Sabina Higgins has said Ireland’s Catholic missionaries have played a key role in providing for the health, educational and spiritual needs of people in the developing world.
Mrs Higgins, President Michael D Higgins' wife, was speaking at a ceremony in Dublin at which 203 returned missionaries were awarded medals in recognition of their 40 or more years' service.
The unprecedented ceremony in City Hall was organised by the Irish Missionary Union on behalf of its 81 member orders.
IMU President Fr Michael Corcoran reminded the 203 returned missionaries present, most in their 70s and 80s, that some members of all the orders represented had had the courage to lay down their lives in foreign lands.
Mrs Higgins recalled the work of many relatives on the missions, including her own sister, Margaret Coyne, a Daughter of Charity of St Vincent de Paul who nursed in Ethiopia for most of her life and her late brother, Paddy, a Holy Ghost priest who served in Kenya.
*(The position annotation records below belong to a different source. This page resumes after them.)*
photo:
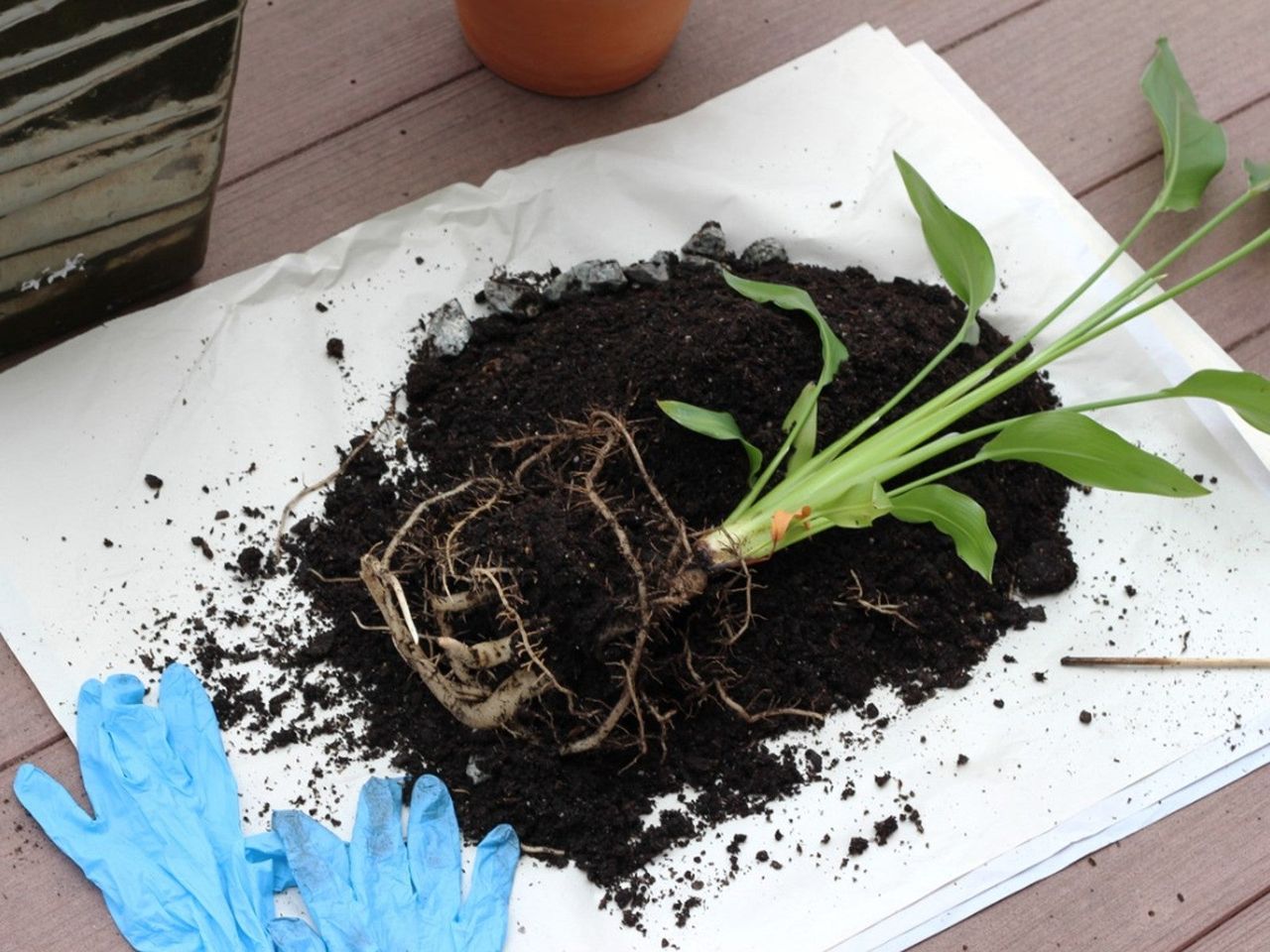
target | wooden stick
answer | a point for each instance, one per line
(1096, 661)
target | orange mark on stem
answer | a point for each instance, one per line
(781, 522)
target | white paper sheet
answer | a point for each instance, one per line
(191, 391)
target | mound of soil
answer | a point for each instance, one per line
(832, 617)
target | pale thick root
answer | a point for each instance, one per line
(461, 675)
(470, 705)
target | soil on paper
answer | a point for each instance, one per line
(830, 619)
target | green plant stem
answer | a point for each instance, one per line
(878, 456)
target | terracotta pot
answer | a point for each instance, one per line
(572, 48)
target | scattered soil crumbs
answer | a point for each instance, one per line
(832, 617)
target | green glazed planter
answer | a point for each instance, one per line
(112, 132)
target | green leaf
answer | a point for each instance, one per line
(1259, 176)
(833, 352)
(953, 515)
(860, 506)
(959, 250)
(715, 424)
(1088, 453)
(803, 416)
(1247, 394)
(1194, 148)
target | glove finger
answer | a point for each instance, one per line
(268, 848)
(58, 814)
(435, 848)
(483, 918)
(377, 855)
(139, 739)
(318, 861)
(98, 769)
(194, 738)
(295, 936)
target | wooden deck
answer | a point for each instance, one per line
(347, 109)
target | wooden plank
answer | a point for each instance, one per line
(1065, 75)
(349, 66)
(1155, 892)
(45, 901)
(1245, 930)
(26, 721)
(476, 123)
(1230, 307)
(312, 67)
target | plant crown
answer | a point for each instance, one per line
(860, 476)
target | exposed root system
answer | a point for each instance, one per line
(457, 613)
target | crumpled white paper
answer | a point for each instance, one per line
(234, 375)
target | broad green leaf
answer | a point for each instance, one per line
(953, 515)
(1247, 394)
(860, 506)
(959, 250)
(712, 422)
(1088, 453)
(1194, 148)
(1259, 176)
(833, 352)
(803, 416)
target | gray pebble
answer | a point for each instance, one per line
(585, 278)
(707, 243)
(654, 271)
(448, 327)
(698, 263)
(506, 296)
(598, 276)
(763, 252)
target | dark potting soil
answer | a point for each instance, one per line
(833, 617)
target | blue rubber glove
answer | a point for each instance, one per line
(380, 893)
(166, 847)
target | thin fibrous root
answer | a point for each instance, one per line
(765, 715)
(513, 617)
(330, 477)
(631, 665)
(417, 513)
(878, 606)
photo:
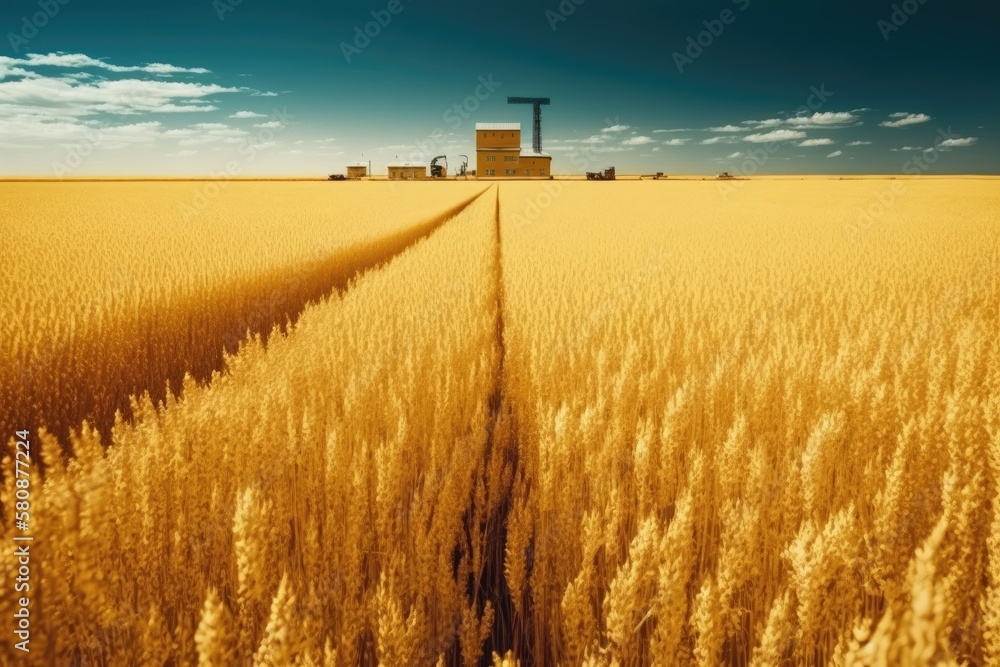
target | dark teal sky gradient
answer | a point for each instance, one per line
(609, 63)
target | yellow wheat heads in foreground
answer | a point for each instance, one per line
(642, 425)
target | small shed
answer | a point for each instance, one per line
(357, 170)
(406, 170)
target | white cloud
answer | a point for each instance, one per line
(962, 142)
(904, 119)
(823, 119)
(763, 124)
(79, 60)
(718, 140)
(776, 135)
(50, 97)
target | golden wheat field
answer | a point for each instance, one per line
(537, 423)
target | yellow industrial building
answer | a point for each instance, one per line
(498, 154)
(405, 170)
(357, 170)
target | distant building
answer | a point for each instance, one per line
(536, 164)
(357, 170)
(405, 170)
(498, 154)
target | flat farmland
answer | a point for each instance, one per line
(548, 423)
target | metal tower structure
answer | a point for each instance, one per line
(536, 127)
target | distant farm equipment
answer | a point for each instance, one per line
(606, 175)
(437, 170)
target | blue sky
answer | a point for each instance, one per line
(253, 87)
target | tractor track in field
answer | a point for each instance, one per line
(274, 300)
(501, 442)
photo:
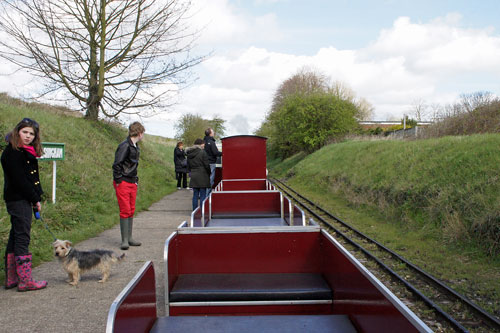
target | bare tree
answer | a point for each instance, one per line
(112, 56)
(344, 92)
(305, 81)
(419, 109)
(474, 100)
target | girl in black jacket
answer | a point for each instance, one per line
(200, 171)
(22, 193)
(180, 163)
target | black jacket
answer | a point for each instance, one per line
(21, 177)
(126, 162)
(199, 167)
(180, 160)
(211, 149)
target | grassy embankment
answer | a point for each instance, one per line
(85, 199)
(436, 201)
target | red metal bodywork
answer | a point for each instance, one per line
(244, 157)
(276, 252)
(137, 311)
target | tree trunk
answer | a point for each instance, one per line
(93, 99)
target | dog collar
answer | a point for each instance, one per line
(69, 252)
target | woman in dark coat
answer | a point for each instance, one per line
(22, 194)
(199, 167)
(180, 162)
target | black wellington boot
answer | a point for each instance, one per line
(124, 231)
(131, 241)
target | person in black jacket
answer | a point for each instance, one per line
(212, 152)
(200, 171)
(125, 181)
(180, 163)
(22, 194)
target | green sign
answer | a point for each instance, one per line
(52, 151)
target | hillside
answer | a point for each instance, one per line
(435, 201)
(86, 203)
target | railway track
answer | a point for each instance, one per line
(441, 307)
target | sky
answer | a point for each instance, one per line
(394, 54)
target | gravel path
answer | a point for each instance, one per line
(84, 308)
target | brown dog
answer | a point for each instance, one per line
(75, 262)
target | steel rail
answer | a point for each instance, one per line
(490, 319)
(456, 325)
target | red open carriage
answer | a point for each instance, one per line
(248, 261)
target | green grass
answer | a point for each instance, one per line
(85, 202)
(434, 201)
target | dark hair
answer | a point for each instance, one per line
(135, 129)
(15, 139)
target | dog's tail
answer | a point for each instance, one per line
(118, 258)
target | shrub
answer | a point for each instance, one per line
(306, 123)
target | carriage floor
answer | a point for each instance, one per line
(257, 324)
(247, 222)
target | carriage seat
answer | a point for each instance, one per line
(250, 287)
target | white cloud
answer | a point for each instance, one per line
(408, 61)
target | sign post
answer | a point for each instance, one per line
(53, 152)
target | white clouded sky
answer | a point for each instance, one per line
(389, 52)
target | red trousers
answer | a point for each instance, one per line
(126, 194)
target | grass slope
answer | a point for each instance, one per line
(85, 200)
(436, 201)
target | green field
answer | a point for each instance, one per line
(86, 204)
(436, 202)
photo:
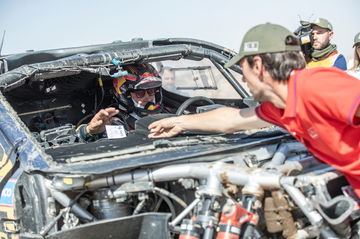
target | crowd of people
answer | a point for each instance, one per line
(317, 101)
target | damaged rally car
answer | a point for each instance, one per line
(258, 183)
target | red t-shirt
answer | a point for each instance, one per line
(320, 112)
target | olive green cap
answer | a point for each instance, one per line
(323, 23)
(356, 39)
(266, 38)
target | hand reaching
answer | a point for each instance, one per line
(165, 128)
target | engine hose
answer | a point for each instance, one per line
(171, 195)
(170, 205)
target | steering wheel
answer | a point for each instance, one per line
(190, 101)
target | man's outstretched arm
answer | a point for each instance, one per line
(221, 120)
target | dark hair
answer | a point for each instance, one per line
(281, 64)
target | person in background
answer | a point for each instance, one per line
(137, 94)
(355, 69)
(324, 53)
(168, 78)
(320, 107)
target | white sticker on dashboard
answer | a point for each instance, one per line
(115, 131)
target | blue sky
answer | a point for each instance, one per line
(48, 24)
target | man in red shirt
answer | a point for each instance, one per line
(320, 107)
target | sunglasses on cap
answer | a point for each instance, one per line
(141, 93)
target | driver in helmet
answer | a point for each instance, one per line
(137, 94)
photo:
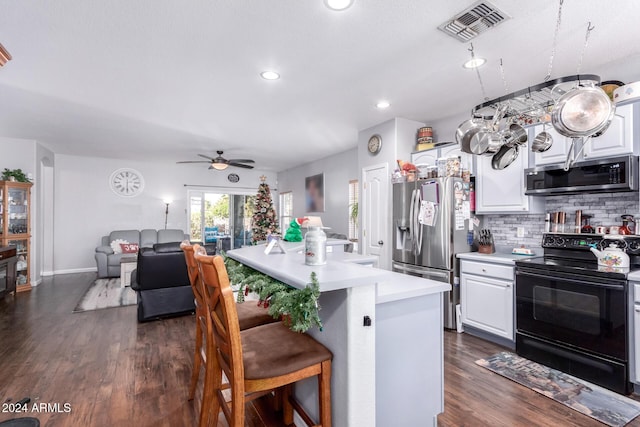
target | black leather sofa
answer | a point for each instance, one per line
(162, 282)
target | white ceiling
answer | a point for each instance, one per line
(167, 79)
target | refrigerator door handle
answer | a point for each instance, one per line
(418, 224)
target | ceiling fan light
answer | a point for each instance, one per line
(338, 4)
(219, 166)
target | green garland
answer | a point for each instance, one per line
(297, 307)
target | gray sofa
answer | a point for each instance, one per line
(108, 262)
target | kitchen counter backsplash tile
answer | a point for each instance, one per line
(605, 209)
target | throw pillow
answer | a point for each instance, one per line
(115, 245)
(129, 248)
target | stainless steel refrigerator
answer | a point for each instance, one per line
(431, 224)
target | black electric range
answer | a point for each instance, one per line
(570, 253)
(572, 314)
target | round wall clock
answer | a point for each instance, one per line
(375, 144)
(126, 182)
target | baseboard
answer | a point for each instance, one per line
(297, 419)
(76, 270)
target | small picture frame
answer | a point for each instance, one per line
(274, 241)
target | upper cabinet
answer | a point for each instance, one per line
(429, 157)
(618, 139)
(558, 151)
(502, 191)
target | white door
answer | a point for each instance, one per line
(376, 213)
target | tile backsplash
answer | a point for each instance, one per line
(605, 209)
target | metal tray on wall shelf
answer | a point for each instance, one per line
(530, 105)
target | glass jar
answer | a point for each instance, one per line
(315, 247)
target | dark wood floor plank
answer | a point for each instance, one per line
(116, 372)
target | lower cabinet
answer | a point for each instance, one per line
(486, 298)
(635, 368)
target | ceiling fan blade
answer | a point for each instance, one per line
(194, 161)
(241, 161)
(240, 165)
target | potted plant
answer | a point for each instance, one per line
(353, 215)
(16, 175)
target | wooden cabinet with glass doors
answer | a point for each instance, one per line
(15, 227)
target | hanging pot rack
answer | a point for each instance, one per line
(531, 100)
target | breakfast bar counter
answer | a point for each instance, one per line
(386, 372)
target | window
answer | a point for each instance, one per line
(221, 216)
(286, 210)
(353, 210)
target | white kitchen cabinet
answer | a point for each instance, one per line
(558, 151)
(486, 298)
(453, 150)
(502, 191)
(427, 157)
(618, 139)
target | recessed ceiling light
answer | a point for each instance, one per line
(338, 4)
(270, 75)
(474, 62)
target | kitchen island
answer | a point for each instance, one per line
(386, 372)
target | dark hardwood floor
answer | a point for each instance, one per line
(116, 372)
(112, 370)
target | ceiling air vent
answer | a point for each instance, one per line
(472, 22)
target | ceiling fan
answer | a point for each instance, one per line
(220, 163)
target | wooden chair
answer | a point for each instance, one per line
(256, 361)
(250, 314)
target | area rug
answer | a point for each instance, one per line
(594, 401)
(106, 293)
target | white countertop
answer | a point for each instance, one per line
(497, 257)
(340, 272)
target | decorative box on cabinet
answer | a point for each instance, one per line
(502, 191)
(15, 227)
(486, 297)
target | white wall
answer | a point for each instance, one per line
(398, 141)
(86, 208)
(338, 170)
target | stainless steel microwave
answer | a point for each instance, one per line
(614, 174)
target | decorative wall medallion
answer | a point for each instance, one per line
(126, 182)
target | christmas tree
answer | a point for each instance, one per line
(265, 221)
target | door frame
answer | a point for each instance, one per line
(384, 259)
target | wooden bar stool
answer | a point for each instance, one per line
(256, 361)
(250, 316)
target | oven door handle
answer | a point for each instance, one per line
(574, 281)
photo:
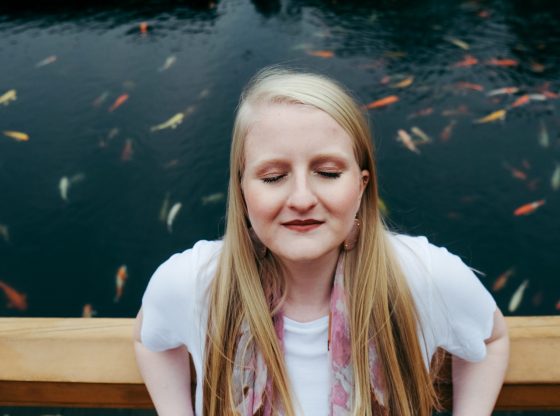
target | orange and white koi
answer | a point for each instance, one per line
(407, 141)
(8, 96)
(321, 54)
(407, 82)
(47, 61)
(524, 99)
(16, 300)
(527, 209)
(502, 91)
(502, 279)
(469, 86)
(517, 296)
(120, 279)
(469, 60)
(16, 135)
(118, 102)
(382, 102)
(502, 62)
(447, 131)
(127, 151)
(496, 115)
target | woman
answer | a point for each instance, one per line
(309, 306)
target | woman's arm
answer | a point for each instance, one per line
(476, 385)
(167, 376)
Mrs Higgins said Irish missionaries have a great and well-deserved reputation overseas and praised their respect for the people they serve and live among.
She praised what she called the vital role they have played in providing for the health, educational and spiritual needs of people in the developing world.
They had also encouraged people to become aware of and demand their legal, social and political rights.
She said they had laid the basis for much of the Government's approach to development co-operation Mrs Higgins urged people to express their appreciation and gratitude for the missionaries' selfless endeavour and achievement and for their contribution abroad and at home.
She also thanked them for the great example they had provided and for the vision they had shared.